Malgré ces développements positifs, près de 5,4 millions de personnes ont été forcées de fuir en 2025 en raison de violences ou de persécutions. Le rapport intitulé Global Trends indique que plus de 70 % des réfugiés proviennent d’Afghanistan, du Soudan du Sud, du Soudan, de Syrie, d’Ukraine et du Venezuela. En revanche, 14,7 millions de personnes déplacées ont pu retourner dans leur région ou leur pays d’origine, un chiffre qui inclut 4,4 millions de réfugiés et 10,3 millions de déplacés internes.
Les retours de réfugiés ont atteint leur deuxième plus haut niveau depuis le début des enregistrements il y a 60 ans, bien que de nombreux retours se soient effectués sous contrainte et dans des conditions précaires.

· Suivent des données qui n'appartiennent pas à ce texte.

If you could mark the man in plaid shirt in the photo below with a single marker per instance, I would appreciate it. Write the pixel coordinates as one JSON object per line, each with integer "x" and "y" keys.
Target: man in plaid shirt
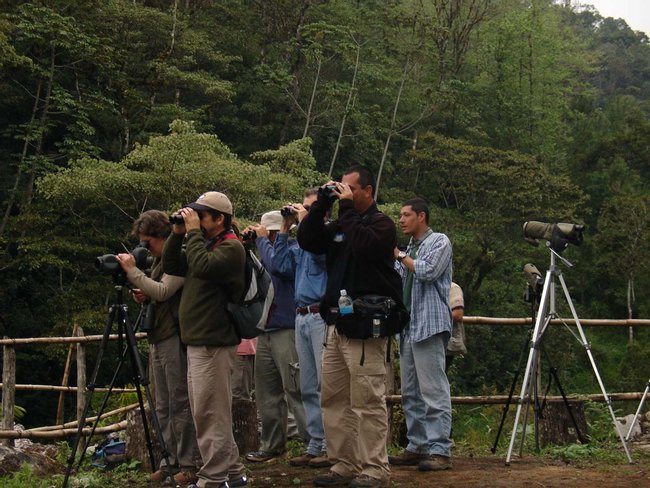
{"x": 426, "y": 271}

Près de 90 % de ces retours ont eu lieu vers l’Afghanistan, le Soudan ou la Syrie.
La Colombie se distingue comme le principal pays d’accueil, avec 2,8 millions de réfugiés. D’autres pays notables incluent l’Allemagne (2,7 millions), la Turquie (2,4 millions), l’Ouganda (1,9 million), l’Iran (1,7 million), le Tchad (1,5 million) et le Pakistan (1,3 million).
Le rapport du HCR révèle également que 4,6 millions de personnes étaient apatrides fin 2025, dont plus de 40 % sont des Rohingyas. En outre, 68,6 millions de personnes étaient déplacées internes en raison de conflits ou de violences, marquant une baisse de 7 % par rapport à 2024.
En Afrique de l’Ouest et du Centre, près de 20 millions de personnes étaient déplacées de force ou apatrides en avril 2026. Bien que le nombre total de personnes déplacées ait reculé de 12 % par rapport à 2024, cette baisse ne reflète pas une diminution des causes profondes des déplacements. Le HCR appelle à un soutien international accru pour transformer l’assistance humanitaire en solutions durables.